Sampling Defective Pathways in Phenotype Prediction Problems via the Holdout Sampler
In this paper, we introduce the holdout sampler to find the defective pathways in high underdetermined phenotype prediction problems. This sampling algorithm is inspired by the bootstrapping procedure used in regression analysis to established confidence bounds. We show that working with partial information (data bags) serves to sample the linear uncertainty region in a simple regression problem, mainly along the axis of greatest uncertainty that corresponds to the smallest singular value of the system matrix. This procedure applied to a phenotype prediction problem, considered as a generalized prediction problem between the set of genetic signatures and the set of classes in which the phenotype is divided, serves to unravel the ensemble of altered pathways in the transcriptome that are involved in the disease development. The algorithm looks for the minimum-scale genetic signature in each random holdout and the likelihood (predictive accuracy) is established using the validation dataset via a nearest-neighbor classifier.
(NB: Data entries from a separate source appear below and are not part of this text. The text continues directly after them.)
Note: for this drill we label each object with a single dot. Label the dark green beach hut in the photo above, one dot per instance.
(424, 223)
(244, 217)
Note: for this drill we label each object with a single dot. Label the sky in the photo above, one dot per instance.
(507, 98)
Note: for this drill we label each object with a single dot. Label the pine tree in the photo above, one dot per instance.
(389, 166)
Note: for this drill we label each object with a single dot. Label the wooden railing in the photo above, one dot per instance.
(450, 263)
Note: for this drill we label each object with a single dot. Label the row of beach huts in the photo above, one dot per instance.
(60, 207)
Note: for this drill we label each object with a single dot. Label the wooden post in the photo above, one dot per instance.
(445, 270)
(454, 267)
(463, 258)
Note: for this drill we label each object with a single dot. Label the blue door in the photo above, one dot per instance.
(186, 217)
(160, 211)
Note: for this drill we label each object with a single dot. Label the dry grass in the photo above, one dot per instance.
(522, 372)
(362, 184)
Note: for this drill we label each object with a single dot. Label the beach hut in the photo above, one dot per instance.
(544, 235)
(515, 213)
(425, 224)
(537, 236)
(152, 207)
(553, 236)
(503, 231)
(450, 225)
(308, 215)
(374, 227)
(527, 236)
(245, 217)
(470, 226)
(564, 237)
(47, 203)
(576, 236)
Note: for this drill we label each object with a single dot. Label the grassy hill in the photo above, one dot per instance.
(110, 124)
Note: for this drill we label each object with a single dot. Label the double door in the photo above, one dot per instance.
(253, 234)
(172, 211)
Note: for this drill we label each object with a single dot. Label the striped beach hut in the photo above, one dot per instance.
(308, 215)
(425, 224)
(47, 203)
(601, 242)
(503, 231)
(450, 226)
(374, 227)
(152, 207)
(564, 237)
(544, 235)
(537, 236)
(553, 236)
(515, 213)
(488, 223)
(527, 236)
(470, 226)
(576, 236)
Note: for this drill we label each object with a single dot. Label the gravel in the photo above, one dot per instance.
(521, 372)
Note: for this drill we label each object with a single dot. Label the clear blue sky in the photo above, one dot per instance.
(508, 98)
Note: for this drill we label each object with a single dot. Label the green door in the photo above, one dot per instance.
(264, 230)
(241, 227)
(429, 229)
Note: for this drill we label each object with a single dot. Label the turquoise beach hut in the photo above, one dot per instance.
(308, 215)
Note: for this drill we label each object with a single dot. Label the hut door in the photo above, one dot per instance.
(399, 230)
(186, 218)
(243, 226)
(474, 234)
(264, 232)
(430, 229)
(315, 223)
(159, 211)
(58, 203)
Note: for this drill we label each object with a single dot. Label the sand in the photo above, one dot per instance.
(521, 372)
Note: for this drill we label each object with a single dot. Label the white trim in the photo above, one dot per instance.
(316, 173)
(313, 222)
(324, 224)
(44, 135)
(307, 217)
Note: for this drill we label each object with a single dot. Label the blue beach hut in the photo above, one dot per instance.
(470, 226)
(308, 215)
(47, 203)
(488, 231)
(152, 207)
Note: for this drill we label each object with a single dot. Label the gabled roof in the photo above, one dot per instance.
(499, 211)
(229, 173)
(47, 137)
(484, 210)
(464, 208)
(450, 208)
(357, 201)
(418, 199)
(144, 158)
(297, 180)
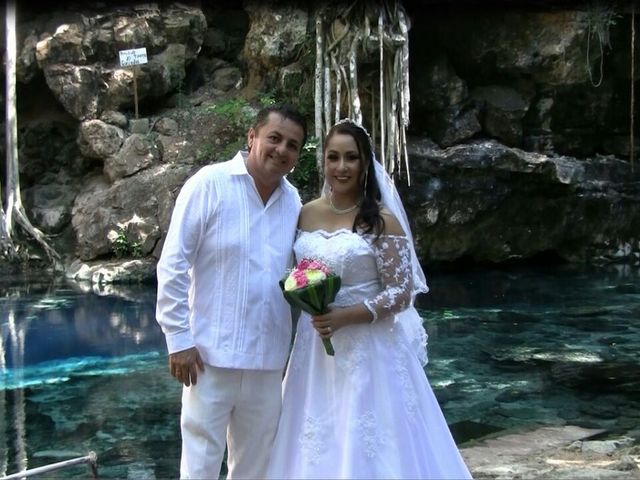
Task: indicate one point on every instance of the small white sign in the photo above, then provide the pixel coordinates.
(135, 56)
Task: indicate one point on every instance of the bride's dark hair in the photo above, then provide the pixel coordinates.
(369, 219)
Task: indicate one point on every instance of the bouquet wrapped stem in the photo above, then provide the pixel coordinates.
(311, 286)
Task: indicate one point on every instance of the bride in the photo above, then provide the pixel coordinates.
(368, 411)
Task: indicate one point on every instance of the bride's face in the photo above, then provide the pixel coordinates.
(343, 164)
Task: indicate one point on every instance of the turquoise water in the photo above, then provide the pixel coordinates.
(83, 371)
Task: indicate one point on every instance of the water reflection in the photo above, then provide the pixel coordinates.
(85, 370)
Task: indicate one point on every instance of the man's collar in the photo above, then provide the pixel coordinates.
(238, 163)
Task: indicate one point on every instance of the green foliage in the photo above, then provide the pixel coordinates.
(306, 171)
(237, 112)
(123, 246)
(205, 152)
(598, 20)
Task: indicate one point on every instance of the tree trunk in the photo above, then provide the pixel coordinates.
(15, 209)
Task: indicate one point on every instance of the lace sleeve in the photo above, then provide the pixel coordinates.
(393, 258)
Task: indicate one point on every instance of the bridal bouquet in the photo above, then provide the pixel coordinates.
(311, 286)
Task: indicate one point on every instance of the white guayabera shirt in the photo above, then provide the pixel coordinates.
(218, 274)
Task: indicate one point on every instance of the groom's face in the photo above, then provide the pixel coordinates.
(274, 148)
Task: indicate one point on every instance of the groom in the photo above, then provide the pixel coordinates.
(226, 323)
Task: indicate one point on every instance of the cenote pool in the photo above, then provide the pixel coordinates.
(509, 349)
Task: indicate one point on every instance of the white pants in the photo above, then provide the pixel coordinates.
(239, 406)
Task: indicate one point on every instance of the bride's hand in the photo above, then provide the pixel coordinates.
(327, 323)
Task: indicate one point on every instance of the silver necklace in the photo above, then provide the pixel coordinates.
(342, 211)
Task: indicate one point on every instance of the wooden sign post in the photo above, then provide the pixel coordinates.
(133, 58)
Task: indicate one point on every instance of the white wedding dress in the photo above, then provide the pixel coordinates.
(368, 412)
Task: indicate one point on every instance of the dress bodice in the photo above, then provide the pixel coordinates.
(349, 255)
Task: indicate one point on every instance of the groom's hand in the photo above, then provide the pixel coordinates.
(184, 366)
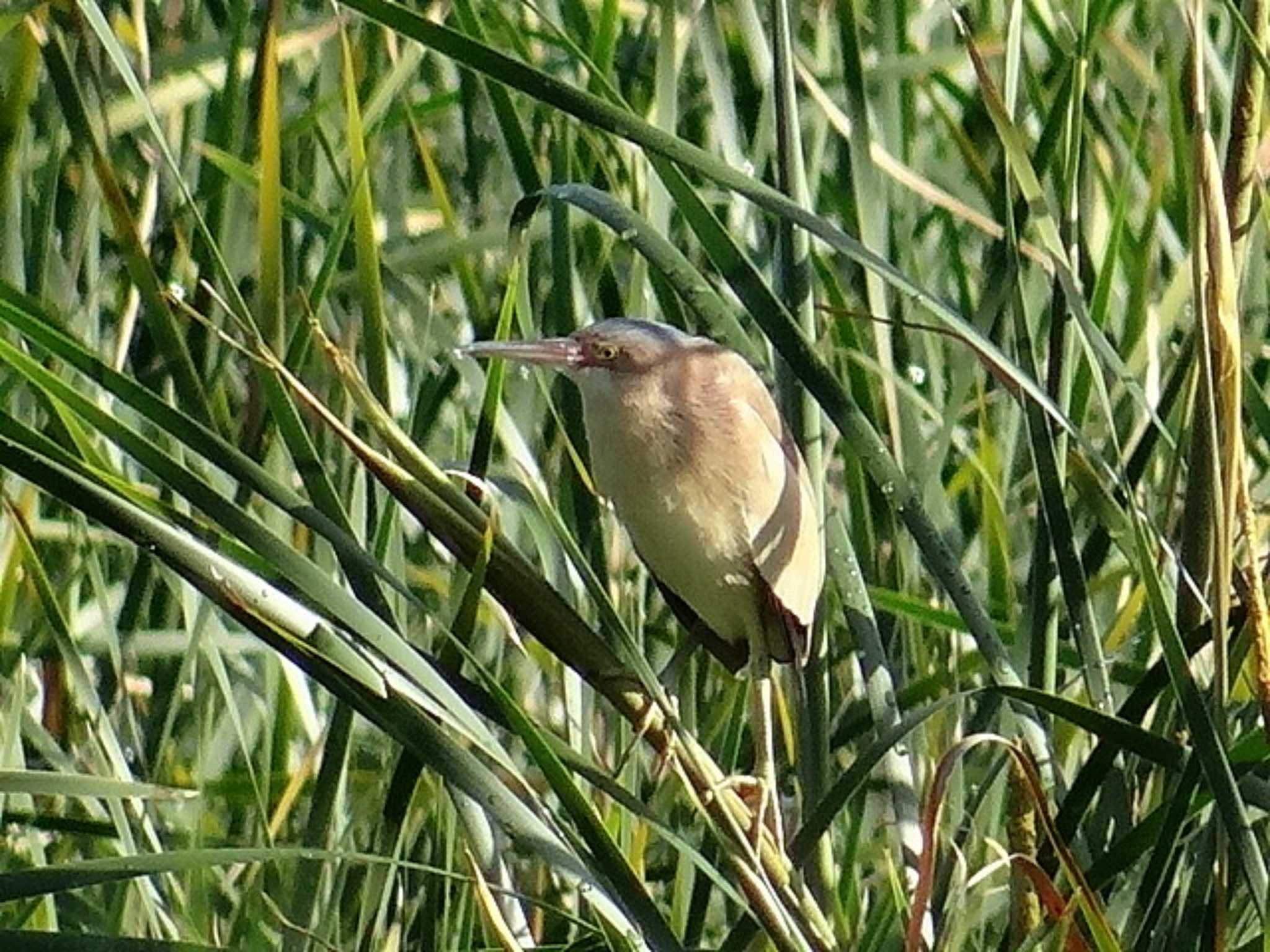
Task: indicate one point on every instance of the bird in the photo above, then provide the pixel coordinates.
(708, 480)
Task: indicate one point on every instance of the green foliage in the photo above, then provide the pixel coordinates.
(315, 637)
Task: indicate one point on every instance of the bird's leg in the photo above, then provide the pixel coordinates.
(765, 752)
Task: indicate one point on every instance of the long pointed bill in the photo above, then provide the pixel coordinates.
(553, 352)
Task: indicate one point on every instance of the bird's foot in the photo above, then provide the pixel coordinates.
(762, 801)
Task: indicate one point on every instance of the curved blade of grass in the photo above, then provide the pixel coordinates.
(696, 293)
(1109, 729)
(40, 327)
(375, 338)
(288, 565)
(597, 112)
(1089, 901)
(610, 858)
(161, 319)
(269, 612)
(819, 818)
(56, 783)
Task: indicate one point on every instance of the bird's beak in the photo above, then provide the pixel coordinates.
(554, 352)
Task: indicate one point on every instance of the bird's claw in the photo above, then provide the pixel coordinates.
(761, 800)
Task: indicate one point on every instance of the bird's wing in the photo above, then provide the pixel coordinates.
(730, 654)
(785, 534)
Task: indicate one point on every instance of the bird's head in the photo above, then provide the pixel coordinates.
(611, 351)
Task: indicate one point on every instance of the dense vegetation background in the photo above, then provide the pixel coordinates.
(313, 632)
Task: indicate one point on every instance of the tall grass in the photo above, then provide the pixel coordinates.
(315, 635)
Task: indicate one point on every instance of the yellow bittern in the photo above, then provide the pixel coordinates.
(689, 446)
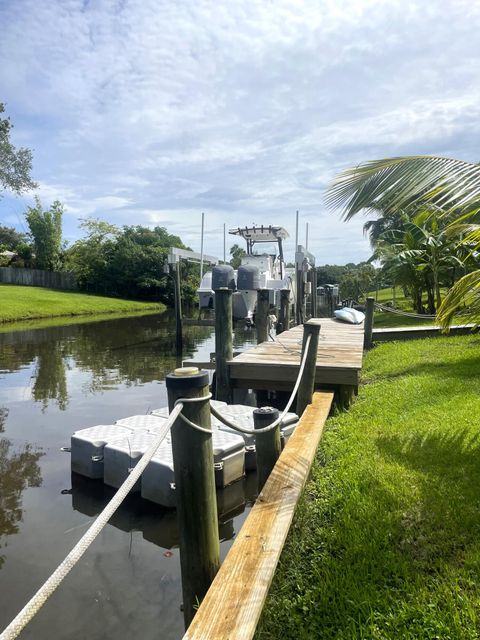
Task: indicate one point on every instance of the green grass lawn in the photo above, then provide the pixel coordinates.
(385, 319)
(386, 540)
(24, 303)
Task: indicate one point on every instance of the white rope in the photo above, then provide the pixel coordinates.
(184, 419)
(46, 590)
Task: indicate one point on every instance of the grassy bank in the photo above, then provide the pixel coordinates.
(26, 303)
(386, 540)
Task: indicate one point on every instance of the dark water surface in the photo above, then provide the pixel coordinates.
(52, 382)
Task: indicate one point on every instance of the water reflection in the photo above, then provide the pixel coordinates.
(130, 351)
(18, 470)
(158, 525)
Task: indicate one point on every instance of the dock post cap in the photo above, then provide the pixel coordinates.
(186, 371)
(264, 416)
(185, 378)
(262, 410)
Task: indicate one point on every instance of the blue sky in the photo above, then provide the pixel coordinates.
(151, 112)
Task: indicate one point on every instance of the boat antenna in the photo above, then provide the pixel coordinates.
(201, 246)
(224, 245)
(296, 233)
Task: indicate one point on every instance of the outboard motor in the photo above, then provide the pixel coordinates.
(248, 278)
(223, 276)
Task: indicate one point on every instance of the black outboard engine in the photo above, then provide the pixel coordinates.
(223, 276)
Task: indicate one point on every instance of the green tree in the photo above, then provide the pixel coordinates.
(10, 238)
(453, 186)
(89, 258)
(15, 164)
(46, 230)
(357, 281)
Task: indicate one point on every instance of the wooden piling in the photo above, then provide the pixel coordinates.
(195, 488)
(268, 444)
(283, 323)
(235, 601)
(307, 384)
(369, 309)
(262, 313)
(223, 343)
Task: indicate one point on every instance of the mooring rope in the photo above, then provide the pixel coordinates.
(229, 423)
(46, 590)
(34, 605)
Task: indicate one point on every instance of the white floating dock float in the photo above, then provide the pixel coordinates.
(87, 447)
(110, 452)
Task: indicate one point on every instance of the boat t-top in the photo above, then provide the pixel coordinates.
(258, 270)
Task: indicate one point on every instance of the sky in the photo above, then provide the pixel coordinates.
(152, 112)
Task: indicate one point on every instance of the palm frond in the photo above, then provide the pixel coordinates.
(462, 300)
(394, 183)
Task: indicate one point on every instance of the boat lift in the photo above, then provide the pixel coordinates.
(172, 267)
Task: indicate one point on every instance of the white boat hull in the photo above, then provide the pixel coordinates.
(347, 314)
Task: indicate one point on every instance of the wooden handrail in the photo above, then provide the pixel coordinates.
(233, 604)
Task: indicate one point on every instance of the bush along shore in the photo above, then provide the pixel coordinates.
(386, 540)
(24, 303)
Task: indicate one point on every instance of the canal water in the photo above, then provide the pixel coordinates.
(54, 381)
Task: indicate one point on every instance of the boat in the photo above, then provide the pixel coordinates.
(347, 314)
(258, 269)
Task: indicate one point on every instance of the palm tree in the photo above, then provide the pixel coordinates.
(452, 186)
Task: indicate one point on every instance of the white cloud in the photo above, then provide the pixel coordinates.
(151, 112)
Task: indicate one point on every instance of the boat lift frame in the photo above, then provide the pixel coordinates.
(173, 268)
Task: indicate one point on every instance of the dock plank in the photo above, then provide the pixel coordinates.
(232, 607)
(339, 357)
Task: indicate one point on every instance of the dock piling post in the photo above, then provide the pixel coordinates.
(223, 343)
(268, 444)
(261, 316)
(369, 309)
(284, 316)
(195, 488)
(307, 384)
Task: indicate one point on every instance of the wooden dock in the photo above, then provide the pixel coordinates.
(273, 365)
(233, 604)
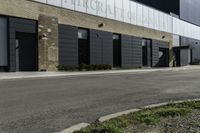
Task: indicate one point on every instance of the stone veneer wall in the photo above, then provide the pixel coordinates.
(48, 42)
(32, 10)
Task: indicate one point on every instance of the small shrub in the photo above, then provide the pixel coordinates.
(146, 117)
(172, 111)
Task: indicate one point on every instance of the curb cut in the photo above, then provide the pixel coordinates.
(111, 116)
(75, 128)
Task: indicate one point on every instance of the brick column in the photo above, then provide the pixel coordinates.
(48, 43)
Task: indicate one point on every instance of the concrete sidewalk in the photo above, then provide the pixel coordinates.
(24, 75)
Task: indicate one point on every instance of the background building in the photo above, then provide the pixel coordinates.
(43, 34)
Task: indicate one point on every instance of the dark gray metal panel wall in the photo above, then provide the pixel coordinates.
(131, 51)
(155, 51)
(101, 51)
(194, 45)
(18, 25)
(68, 45)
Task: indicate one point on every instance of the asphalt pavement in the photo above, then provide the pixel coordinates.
(48, 105)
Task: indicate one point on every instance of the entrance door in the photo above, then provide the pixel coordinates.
(83, 47)
(146, 52)
(26, 52)
(116, 51)
(163, 57)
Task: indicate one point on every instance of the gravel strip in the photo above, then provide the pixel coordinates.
(187, 124)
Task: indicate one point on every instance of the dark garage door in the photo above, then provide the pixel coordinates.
(26, 52)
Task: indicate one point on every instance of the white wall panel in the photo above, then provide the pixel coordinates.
(81, 5)
(54, 2)
(145, 16)
(119, 12)
(68, 4)
(165, 22)
(92, 7)
(156, 19)
(127, 10)
(111, 9)
(130, 12)
(169, 24)
(101, 8)
(139, 14)
(133, 12)
(161, 21)
(151, 19)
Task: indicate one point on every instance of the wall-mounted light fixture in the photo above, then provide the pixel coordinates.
(101, 25)
(163, 37)
(43, 36)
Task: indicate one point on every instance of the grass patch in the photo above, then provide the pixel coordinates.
(146, 116)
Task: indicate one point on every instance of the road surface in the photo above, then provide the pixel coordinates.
(47, 105)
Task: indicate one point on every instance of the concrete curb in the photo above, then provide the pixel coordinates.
(112, 116)
(27, 75)
(75, 128)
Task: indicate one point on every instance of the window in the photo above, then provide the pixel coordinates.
(82, 34)
(3, 42)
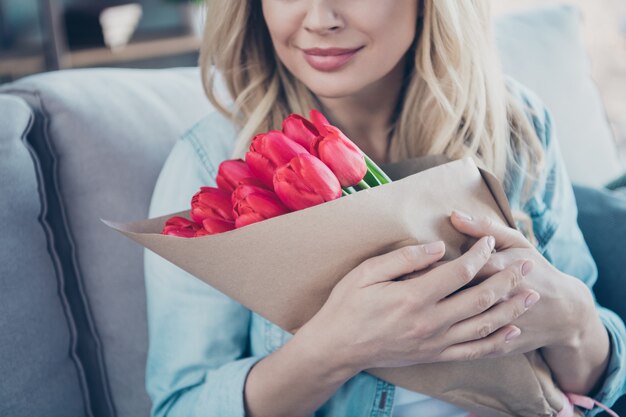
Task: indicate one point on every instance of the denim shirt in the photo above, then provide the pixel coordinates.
(203, 343)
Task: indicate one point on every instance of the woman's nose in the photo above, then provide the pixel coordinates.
(323, 18)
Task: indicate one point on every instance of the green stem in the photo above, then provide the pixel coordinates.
(363, 185)
(371, 179)
(382, 177)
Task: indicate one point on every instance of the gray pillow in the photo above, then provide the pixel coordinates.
(40, 373)
(602, 219)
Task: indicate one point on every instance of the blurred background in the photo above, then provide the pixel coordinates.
(44, 35)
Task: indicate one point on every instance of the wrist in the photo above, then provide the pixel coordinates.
(323, 358)
(582, 321)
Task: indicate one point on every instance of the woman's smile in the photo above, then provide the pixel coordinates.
(329, 59)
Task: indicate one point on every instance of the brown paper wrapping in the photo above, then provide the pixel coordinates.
(284, 269)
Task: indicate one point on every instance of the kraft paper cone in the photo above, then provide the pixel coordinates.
(284, 269)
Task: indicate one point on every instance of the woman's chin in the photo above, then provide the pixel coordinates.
(332, 90)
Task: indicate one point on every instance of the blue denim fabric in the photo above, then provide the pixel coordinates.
(202, 343)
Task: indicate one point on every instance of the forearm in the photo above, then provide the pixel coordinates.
(579, 364)
(294, 381)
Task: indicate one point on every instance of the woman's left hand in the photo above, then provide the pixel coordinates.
(564, 324)
(565, 308)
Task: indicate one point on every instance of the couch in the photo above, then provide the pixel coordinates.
(79, 145)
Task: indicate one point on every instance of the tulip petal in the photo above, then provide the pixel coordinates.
(300, 130)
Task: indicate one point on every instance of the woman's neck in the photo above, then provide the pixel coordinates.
(367, 117)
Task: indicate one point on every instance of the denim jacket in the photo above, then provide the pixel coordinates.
(202, 343)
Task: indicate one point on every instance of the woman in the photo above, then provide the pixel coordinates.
(402, 78)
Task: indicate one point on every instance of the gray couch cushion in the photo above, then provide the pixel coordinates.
(543, 49)
(101, 138)
(602, 219)
(39, 369)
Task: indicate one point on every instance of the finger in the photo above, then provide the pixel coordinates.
(475, 300)
(506, 237)
(496, 263)
(497, 344)
(401, 261)
(500, 315)
(448, 278)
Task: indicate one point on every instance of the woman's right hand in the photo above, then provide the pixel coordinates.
(370, 320)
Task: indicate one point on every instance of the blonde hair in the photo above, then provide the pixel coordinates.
(455, 101)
The posterior analysis serves to identify the header genes that most-frequently appear in the different hold-outs and are therefore robust to a partial lack of samples. These genes are used to establish the genetic pathways and the biological processes involved in the disease progression. This algorithm is much faster, robust and simpler than Bayesian Networks. We show its application to a microarray dataset concerning a type of breast cancers with poor prognoses (TNBC).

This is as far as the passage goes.